This semester marked a venture into doing as much work as paperless as possible. This is a daunting task for an artist but thanks to technology, most notably the iPad, it is an achievable goal. It's only been slightly painful as I have used some paper to work out ideas and do some sketching on... but there's an app for that.
There are a few apps that have made this transition go really smooth and they are...
Note Taker HD
A few pieces of necessary kit would be...
Protective case with multiple display angles
6 ft. charging cord from Apple
Now to really capitalize on this a stylus has been a must. It allows me write and draw on a contact point much smaller than my finger tip for more accurate results. Any PDFs I can open on the iPad I can open directly into Note Taker to highlight and make notes on. If the iPad can't open it, no worries, I just open it at home and import it into the iPad via iTunes.
Pages, while not as powerful as Word, has a nice amount of features and allows any document you make to be sent as a Pages, Word, or PDF document. My final paper for Theory & Criticism last semester was written on my iPad. iDisk is a must for keeping important documents like my resumé, and pictures such as my portfolio always available. All the ebook readers are good to have, if your looking for a specific book chances are one will have it.
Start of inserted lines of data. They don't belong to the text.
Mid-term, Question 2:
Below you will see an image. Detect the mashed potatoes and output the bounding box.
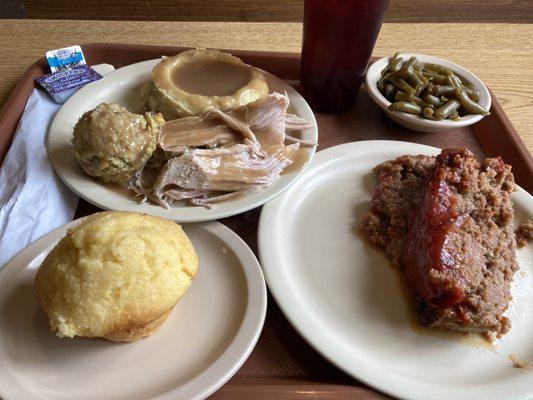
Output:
[72,103,165,184]
[141,49,269,120]
[35,212,198,341]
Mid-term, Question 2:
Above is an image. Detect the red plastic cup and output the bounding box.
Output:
[300,0,390,114]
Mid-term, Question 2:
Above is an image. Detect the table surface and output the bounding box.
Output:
[0,20,533,152]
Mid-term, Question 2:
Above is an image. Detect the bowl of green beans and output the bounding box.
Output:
[365,53,491,132]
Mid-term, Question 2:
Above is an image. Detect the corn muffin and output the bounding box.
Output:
[35,212,198,342]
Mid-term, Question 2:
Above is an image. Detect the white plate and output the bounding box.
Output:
[0,222,267,400]
[258,141,533,400]
[46,59,318,222]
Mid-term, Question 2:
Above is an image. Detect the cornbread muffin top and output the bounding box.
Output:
[35,212,198,340]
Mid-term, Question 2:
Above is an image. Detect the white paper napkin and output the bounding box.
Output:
[0,64,114,268]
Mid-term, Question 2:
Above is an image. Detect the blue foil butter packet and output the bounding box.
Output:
[46,45,86,72]
[35,65,102,104]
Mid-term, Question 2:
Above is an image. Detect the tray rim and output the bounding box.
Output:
[0,42,533,399]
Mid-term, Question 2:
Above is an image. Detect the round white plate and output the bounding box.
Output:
[0,222,267,400]
[258,141,533,400]
[46,59,318,222]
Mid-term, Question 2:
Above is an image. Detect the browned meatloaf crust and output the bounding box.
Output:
[515,219,533,247]
[361,150,518,336]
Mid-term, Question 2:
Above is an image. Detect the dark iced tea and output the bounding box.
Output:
[301,0,389,113]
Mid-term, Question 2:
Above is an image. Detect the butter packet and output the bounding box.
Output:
[35,65,102,104]
[46,45,87,72]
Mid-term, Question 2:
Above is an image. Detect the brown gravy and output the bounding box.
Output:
[171,61,251,96]
[390,265,496,351]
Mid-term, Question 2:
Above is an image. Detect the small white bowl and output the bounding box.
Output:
[365,53,491,132]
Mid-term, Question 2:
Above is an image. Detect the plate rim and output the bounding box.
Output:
[257,140,533,400]
[45,58,319,223]
[0,217,268,400]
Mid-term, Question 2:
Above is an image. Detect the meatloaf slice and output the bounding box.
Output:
[359,155,435,267]
[403,150,518,336]
[360,150,518,336]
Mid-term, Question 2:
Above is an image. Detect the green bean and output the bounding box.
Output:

I was able to find some textbooks in ebook format at a significant price reduction because there is no shipping, no ink, no paper.
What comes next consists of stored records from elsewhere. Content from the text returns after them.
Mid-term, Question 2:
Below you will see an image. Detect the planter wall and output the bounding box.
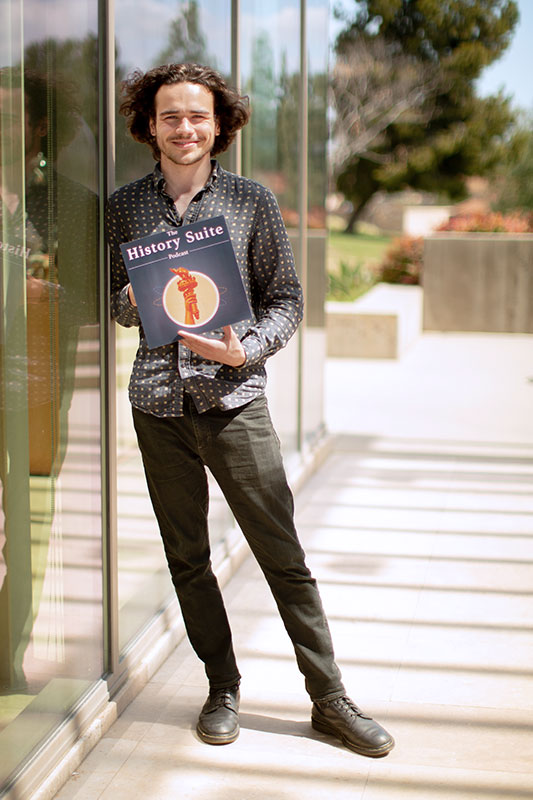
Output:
[422,233,533,333]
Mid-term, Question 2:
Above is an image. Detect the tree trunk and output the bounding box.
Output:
[344,198,368,234]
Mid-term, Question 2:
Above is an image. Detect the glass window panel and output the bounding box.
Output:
[240,0,301,456]
[302,0,329,444]
[115,0,231,651]
[0,0,103,792]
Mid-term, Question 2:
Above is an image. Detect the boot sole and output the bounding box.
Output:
[196,725,240,744]
[311,717,394,758]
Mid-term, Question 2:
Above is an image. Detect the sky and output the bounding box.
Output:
[478,0,533,111]
[332,0,533,111]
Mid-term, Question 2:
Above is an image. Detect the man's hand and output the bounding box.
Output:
[178,325,246,367]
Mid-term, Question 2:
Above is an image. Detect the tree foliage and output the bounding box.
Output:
[332,0,518,230]
[494,113,533,212]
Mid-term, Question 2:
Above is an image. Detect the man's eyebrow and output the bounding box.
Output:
[159,108,210,117]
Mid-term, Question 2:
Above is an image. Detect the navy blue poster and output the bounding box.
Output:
[120,217,251,349]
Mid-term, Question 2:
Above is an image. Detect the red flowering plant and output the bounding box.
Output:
[437,211,533,233]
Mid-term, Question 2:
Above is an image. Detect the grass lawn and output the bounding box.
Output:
[328,231,393,271]
[327,230,393,302]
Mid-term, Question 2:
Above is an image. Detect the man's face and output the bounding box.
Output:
[150,83,219,166]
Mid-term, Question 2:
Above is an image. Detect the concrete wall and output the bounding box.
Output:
[423,233,533,333]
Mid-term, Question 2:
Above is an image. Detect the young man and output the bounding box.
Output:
[107,64,394,756]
Have I totally abandoned paper? No. Have I drastically cut back from what I was using before? Most definitely. I still use Post-it notes, but thats about it... I used 6 sheets of tracing paper to figure out my final form for the wire armature this semester.
Is it for everyone? No. Someone who is really into 2-D processes will hate it as an iPad does not have the strength of a laptop, at least not for 4-5 generations from now. Anyone who touch types will hate it, anyone who actually types at all will hate it. I hunt and peck when I type so no worries for me on the keyboard size.
The more I use it, the more I am impressed by it (and trust me, I was a heckler of it when it was first announced, I felt this video summed up all the hype it was getting) in terms of how it does everything I need it to quickly and efficiently. How it has merged into my life rather seamlessly after giving my wife my laptop after hers got broken. It can't do everything, but it's not supposed to. Anything I need to do on a more powerful machine, like blogging, I make a note of and do it at home after working in the studio.